My first diary entry on this site will be nothing special. I am just sitting at home today, keeping up my bare minimum with work and drowning in my usual thought processes. I will no longer try to deny that I enjoy shotacon (and occasional) lolicon content, but I can't be open about it because my online friends would resent me. They hate shotacons and people who are attracted to characters that are minors. I will admit it, 12 year old Maya Kitajima is sexy and that is the hill I will die on. I'm also in love with shota Yabuki-kun, with his tiny little body and bad behavior. I would kill to babysit either of them!

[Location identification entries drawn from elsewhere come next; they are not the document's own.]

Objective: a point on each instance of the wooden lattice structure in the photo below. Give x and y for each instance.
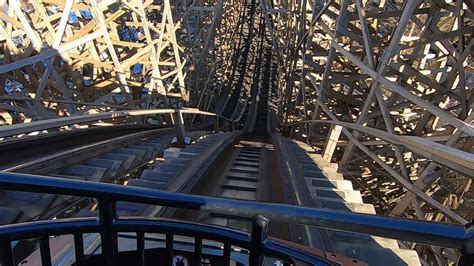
(398, 73)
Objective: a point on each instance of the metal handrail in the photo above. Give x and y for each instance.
(438, 234)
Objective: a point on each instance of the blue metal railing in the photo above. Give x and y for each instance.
(108, 224)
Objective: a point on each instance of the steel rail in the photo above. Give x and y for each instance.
(438, 234)
(16, 129)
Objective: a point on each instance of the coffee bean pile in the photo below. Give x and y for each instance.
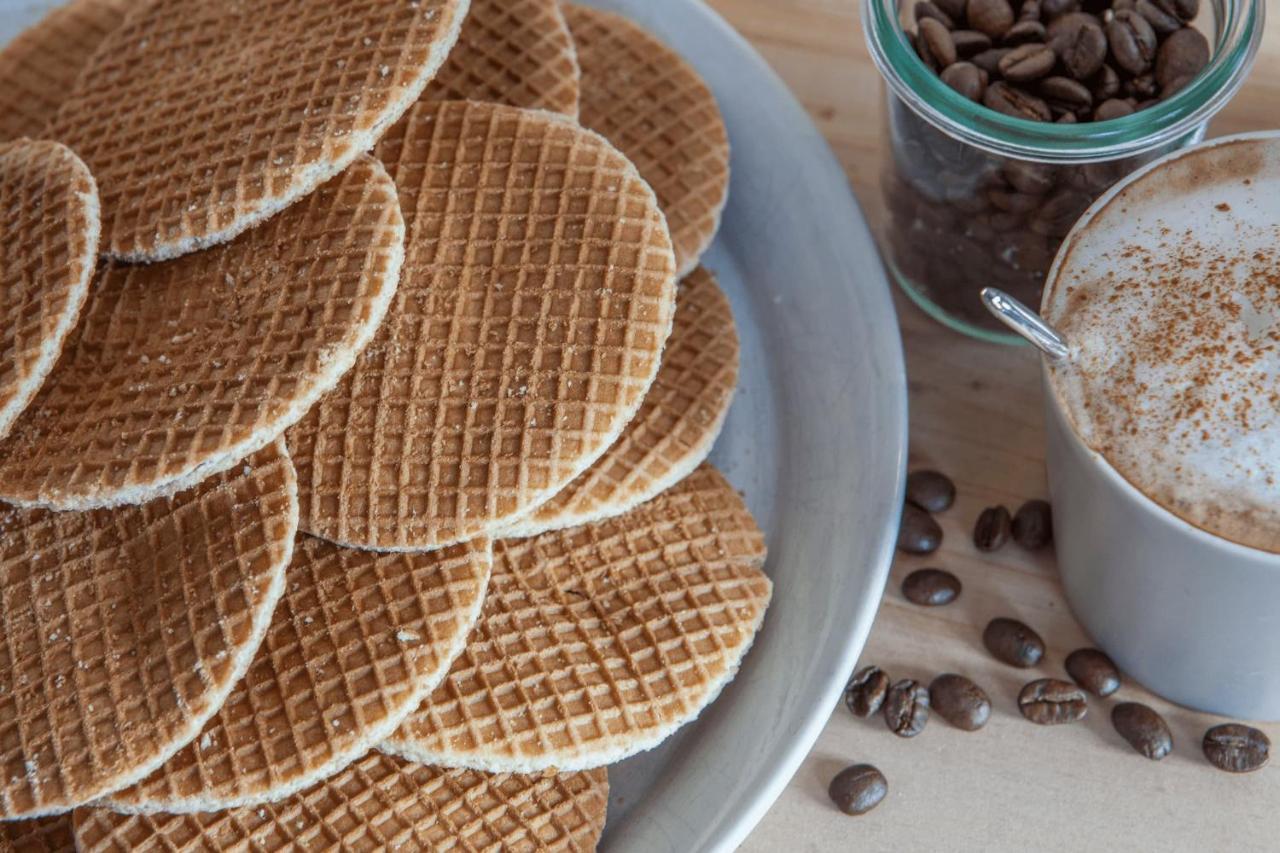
(961, 219)
(906, 705)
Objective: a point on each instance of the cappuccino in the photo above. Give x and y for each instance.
(1169, 297)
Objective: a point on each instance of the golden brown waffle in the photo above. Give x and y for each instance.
(536, 296)
(39, 68)
(356, 643)
(379, 803)
(49, 229)
(201, 119)
(676, 425)
(648, 101)
(600, 641)
(39, 835)
(123, 630)
(512, 51)
(181, 369)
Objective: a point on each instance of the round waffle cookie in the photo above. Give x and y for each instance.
(181, 369)
(201, 119)
(649, 103)
(39, 68)
(123, 630)
(356, 643)
(512, 51)
(379, 803)
(536, 296)
(49, 232)
(39, 835)
(676, 425)
(600, 641)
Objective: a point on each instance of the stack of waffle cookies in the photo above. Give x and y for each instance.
(357, 377)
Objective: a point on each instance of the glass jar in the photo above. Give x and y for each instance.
(976, 197)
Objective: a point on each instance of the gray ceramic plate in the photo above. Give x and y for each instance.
(817, 441)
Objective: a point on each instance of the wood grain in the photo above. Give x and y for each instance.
(976, 414)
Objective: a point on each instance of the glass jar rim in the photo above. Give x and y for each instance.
(924, 92)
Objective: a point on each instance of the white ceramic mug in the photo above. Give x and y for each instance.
(1191, 615)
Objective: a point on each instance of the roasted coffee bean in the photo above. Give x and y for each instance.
(937, 40)
(992, 528)
(858, 789)
(1162, 22)
(864, 694)
(1144, 729)
(1133, 42)
(1093, 671)
(926, 9)
(931, 587)
(1079, 42)
(919, 532)
(1023, 32)
(931, 491)
(960, 702)
(988, 60)
(1033, 525)
(1065, 95)
(1032, 178)
(1237, 748)
(1011, 642)
(991, 17)
(1048, 702)
(906, 708)
(1105, 85)
(1027, 63)
(969, 42)
(1013, 101)
(965, 78)
(1184, 54)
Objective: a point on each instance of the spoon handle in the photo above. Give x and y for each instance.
(1025, 322)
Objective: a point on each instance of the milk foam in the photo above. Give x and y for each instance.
(1173, 316)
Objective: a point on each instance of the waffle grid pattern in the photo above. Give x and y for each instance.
(599, 641)
(512, 51)
(245, 108)
(647, 100)
(677, 422)
(356, 643)
(49, 223)
(124, 630)
(181, 369)
(536, 297)
(380, 803)
(40, 67)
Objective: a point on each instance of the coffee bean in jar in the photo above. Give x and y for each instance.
(1008, 118)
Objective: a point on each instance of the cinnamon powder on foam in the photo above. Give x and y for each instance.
(1175, 378)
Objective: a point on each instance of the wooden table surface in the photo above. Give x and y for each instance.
(976, 414)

However, I do feel guilty, but I feel like I'm growing out of it. I've been questioning my attraction to actual children since I was 15-16, and since I've concluded that was false, I'm kind of obsessed with fictional pedophilia. It gets me off thinking I could do something so terrible with no consequence, because these children do not exist, as they are drawn on paper with ink. I'm not attracted to real children because of their questionable hygiene, and the majority are not conditioned like adults. It's also comflicting because I would get off to something where I was dominant to someone, and my submissive acted childish during sex (whining, simple sentence structure, affectionate). An example that comes to mind is in my fic "Wild Boy" where Joe, a canon adult, states "Oh doggie, that hurts! That hurts so much!" Since "doggie" is a bit of a childish phrase and I can imagine him whining it, it makes it that way. I love it, and it gives me butterflies when I think of it.
The only joy I've been having these days are when thinking of fiction, sex, and fictional sex. That makes me a sad visionary, but it's comforting in a way. I wished for so long to try out having a different place in society, and now that I am horrible, it is very sad. Please help.